1/ L'interprétation théorique
P. Duhem conçoit l'expérience en deux temps logiques :
i) L'observation
Le premier temps consiste en l'observation d'un phénomène concret. N'importe quel observateur
suffisamment sensé pourrait établir dans le langage courant un récit de faits concrets correspondant
à ce que ses sens lui feraient percevoir. Pour P. Duhem, il ne s'agirait pas là d'une expérience
scientifique, mais d'une « expérience vulgaire », qui consiste en « [...] la constatation d'une relation
entre divers faits concrets ; tel fait ayant été artificiellement produit, tel autre fait en est résulté ».
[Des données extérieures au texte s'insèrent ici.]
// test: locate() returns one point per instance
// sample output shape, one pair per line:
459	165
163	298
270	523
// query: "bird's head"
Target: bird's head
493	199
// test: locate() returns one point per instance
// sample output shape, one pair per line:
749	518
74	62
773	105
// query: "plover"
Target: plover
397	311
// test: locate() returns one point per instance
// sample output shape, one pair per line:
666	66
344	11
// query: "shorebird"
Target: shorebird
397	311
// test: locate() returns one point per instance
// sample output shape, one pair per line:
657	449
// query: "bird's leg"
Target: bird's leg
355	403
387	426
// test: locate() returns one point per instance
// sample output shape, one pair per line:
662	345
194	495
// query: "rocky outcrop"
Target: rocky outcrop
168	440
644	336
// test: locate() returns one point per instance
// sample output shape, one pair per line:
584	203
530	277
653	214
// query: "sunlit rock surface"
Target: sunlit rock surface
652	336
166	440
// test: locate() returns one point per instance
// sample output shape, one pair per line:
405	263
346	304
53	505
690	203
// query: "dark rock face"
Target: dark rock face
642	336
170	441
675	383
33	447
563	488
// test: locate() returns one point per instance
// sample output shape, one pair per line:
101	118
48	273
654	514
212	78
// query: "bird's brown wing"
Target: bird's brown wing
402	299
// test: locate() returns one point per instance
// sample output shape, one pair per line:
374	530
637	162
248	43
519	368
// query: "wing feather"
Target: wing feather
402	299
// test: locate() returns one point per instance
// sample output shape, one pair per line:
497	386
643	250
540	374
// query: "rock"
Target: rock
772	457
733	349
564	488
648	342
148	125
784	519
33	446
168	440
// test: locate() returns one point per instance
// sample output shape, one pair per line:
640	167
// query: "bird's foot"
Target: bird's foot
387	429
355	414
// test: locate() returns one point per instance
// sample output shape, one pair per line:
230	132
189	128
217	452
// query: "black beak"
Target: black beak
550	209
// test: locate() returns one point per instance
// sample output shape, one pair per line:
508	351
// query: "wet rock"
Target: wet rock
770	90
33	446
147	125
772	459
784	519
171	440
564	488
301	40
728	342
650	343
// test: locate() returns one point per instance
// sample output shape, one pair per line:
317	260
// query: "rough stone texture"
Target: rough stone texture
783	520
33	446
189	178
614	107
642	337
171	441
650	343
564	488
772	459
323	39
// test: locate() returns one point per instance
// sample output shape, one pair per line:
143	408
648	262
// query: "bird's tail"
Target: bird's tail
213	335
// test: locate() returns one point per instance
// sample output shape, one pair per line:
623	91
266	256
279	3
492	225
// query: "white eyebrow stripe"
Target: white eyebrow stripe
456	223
Ce n'est pas là le travail qu'effectue un physicien en laboratoire, ne se contentant pas de voir et
constater, mais de juger et d'interprétrer, à travers la raison et non les sens. Cette interprétation, c'est
pour P. Duhem le second temps logique de l'expérience.
ii) L'interprétation
Dans les travaux d'Henri Regnault sur la compressibilité des gaz nous y voyons mentionné des
volumes, des températures ou des pressions. Ces notions sont abstraites et nécessitent des
connaissances théoriques pour en saisir le sens et les relations qu'elles entretiennent. Plus
généralement, les résultats d'une expérience scientifique sont formulés dans un langage technique
dans lequel les faits concrets sont substitués à des symboles et concepts abstraits. C'est dans cette
« élaboration intellectuelle » que nous comprenons la nécessité de posséder un savoir spécifique,
car pour interpréter un fait concret en un fait théorique abstrait, «il ne suffit pas d'avoir l'attention
en éveil et l'oeil exercé ; il faut connaître les théories admises, il faut savoir les appliquer, il faut
être physicien ».
Conclusion
Nous avons pu ainsi voir que pour P. Duhem l'expérience est tout autre chose qu'une simple
observation de phénomènes concrets mais consiste aussi essentiellement en une interprétation
théorique, rendue possible grâce aux symboles abstraits que le physicien substitue aux faits concrets
et à ses instruments. Si les opérations intellectuelles effectuées par le physicien au cours de
l'expérience se révèlent complexes et de plus en plus élaborées, elles permettent en retour des
expériences plus précises, exactes et complètes, représentant aussi fidèlement que possible les
phénomènes réels et offrant davantage de possibilités de généralisation.